Arbeitnehmer, die sich auf eine Dienstverhinderung infolge wichtiger persönlicher Gründe berufen, haben diese auf Verlangen des Arbeitgebers nachzuweisen. Welcher Nachweis hierfür in Betracht kommt, hängt naturgemäß von der Art der Verhinderung ab.

Beispiele

    • Bei einem Arzttermin, der aufgrund akuter Schmerzen oder eingeschränkter Ordinationszeiten nur während der Arbeitszeit möglich ist, kann der Arbeitgeber verlangen, dass der Arbeitnehmer eine ärztliche Zeitbestätigung bringt. Verrechnet der Arzt hierfür eine Gebühr, muss der Arbeitgeber diese dem Arbeitnehmer ersetzen. Allenfalls notwendige Wegzeiten sind zusätzlich zu berücksichtigen, wobei diese i.d.R. gemäß den Angaben des Arbeitnehmers und einer Plausibilitätskontrolle des Arbeitgebers bemessen werden können. Die Berücksichtigung pauschaler Wegzeiten ist zulässig, sofern diese realistisch und mit einem gewissen zeitlichen „Sicherheitspolster“ angesetzt sind und dadurch im Durchschnitt zu keiner Benachteiligung der Arbeitnehmer führen; insbesondere darf das Recht auf freie Arztwahl nicht durch allzu kurze Pauschalzeiten unterlaufen werden.
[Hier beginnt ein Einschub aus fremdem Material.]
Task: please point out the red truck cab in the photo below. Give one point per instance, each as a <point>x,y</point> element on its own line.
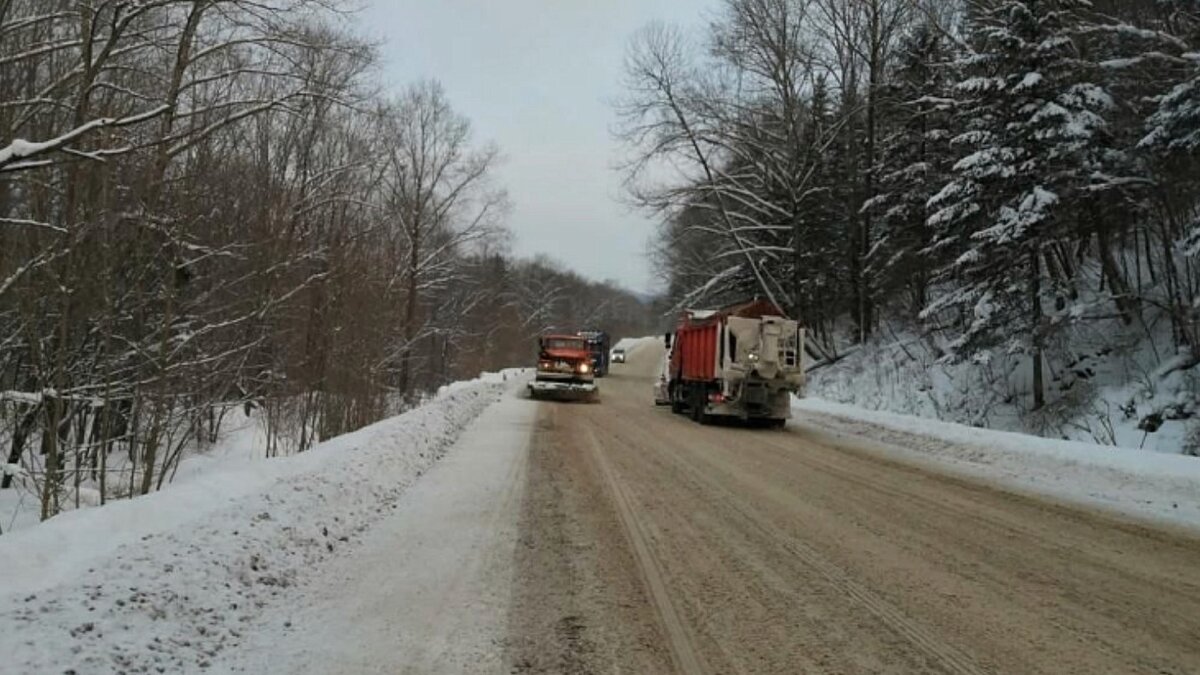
<point>564,368</point>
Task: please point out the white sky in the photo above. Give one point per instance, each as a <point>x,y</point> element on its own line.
<point>538,78</point>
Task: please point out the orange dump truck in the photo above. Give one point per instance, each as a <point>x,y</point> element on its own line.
<point>565,369</point>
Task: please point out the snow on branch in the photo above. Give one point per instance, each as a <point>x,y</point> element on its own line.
<point>22,154</point>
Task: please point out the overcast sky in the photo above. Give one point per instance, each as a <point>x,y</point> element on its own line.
<point>538,78</point>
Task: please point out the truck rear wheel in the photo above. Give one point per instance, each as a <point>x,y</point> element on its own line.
<point>676,404</point>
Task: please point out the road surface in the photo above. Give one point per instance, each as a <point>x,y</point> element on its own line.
<point>616,537</point>
<point>649,544</point>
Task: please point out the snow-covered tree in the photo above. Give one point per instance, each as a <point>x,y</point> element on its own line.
<point>915,162</point>
<point>1032,144</point>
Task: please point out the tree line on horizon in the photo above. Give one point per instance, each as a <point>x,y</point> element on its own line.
<point>211,203</point>
<point>994,174</point>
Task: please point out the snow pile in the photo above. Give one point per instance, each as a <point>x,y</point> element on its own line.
<point>1150,485</point>
<point>163,583</point>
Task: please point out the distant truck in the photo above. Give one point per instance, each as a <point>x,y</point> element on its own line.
<point>564,369</point>
<point>598,344</point>
<point>743,362</point>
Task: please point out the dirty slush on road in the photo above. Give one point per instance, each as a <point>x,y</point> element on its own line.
<point>579,603</point>
<point>653,544</point>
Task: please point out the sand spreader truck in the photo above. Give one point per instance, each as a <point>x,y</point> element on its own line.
<point>565,369</point>
<point>743,362</point>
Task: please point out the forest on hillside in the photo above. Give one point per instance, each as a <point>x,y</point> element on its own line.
<point>1003,187</point>
<point>211,203</point>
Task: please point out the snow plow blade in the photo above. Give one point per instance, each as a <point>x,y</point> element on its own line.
<point>564,390</point>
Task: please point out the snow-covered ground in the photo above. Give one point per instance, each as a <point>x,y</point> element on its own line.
<point>1157,487</point>
<point>166,581</point>
<point>430,586</point>
<point>1116,378</point>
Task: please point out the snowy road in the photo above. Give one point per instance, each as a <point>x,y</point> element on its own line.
<point>619,538</point>
<point>429,590</point>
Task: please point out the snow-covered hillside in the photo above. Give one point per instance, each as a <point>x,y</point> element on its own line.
<point>1120,389</point>
<point>163,583</point>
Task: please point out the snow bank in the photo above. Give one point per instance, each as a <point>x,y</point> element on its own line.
<point>1150,485</point>
<point>165,581</point>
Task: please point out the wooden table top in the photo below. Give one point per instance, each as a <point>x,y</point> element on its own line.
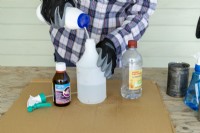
<point>14,79</point>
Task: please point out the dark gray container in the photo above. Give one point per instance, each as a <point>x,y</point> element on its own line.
<point>177,82</point>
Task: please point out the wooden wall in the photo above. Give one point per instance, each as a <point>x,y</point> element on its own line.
<point>25,41</point>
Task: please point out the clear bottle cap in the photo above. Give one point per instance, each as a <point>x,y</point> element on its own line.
<point>132,44</point>
<point>60,66</point>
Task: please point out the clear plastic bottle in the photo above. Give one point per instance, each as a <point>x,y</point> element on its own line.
<point>91,83</point>
<point>191,96</point>
<point>131,72</point>
<point>61,86</point>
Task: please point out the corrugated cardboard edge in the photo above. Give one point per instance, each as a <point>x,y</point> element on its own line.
<point>154,82</point>
<point>166,110</point>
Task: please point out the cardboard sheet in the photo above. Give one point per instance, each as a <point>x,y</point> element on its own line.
<point>115,115</point>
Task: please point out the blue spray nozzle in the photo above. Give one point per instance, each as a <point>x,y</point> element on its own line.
<point>83,20</point>
<point>37,106</point>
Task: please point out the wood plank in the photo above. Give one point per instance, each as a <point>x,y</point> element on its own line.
<point>20,3</point>
<point>153,33</point>
<point>21,60</point>
<point>24,32</point>
<point>186,4</point>
<point>17,60</point>
<point>170,33</point>
<point>151,49</point>
<point>161,16</point>
<point>188,17</point>
<point>162,62</point>
<point>20,47</point>
<point>18,16</point>
<point>168,49</point>
<point>161,3</point>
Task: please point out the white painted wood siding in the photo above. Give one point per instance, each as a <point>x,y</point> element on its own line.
<point>25,41</point>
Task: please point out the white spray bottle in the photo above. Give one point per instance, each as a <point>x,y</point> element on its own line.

    • Im Falle eines Wohnungswechsels (Übersiedlungstage) kann beispielsweise eine Meldebestätigung verlangt werden.
    • Bei verspätetem Erscheinen wegen einer Zugverspätung kann der Arbeitnehmer z.B. eine Bestätigung des Zugbegleiters oder ein Foto von der Bahnhof-Anzeigetafel vorlegen.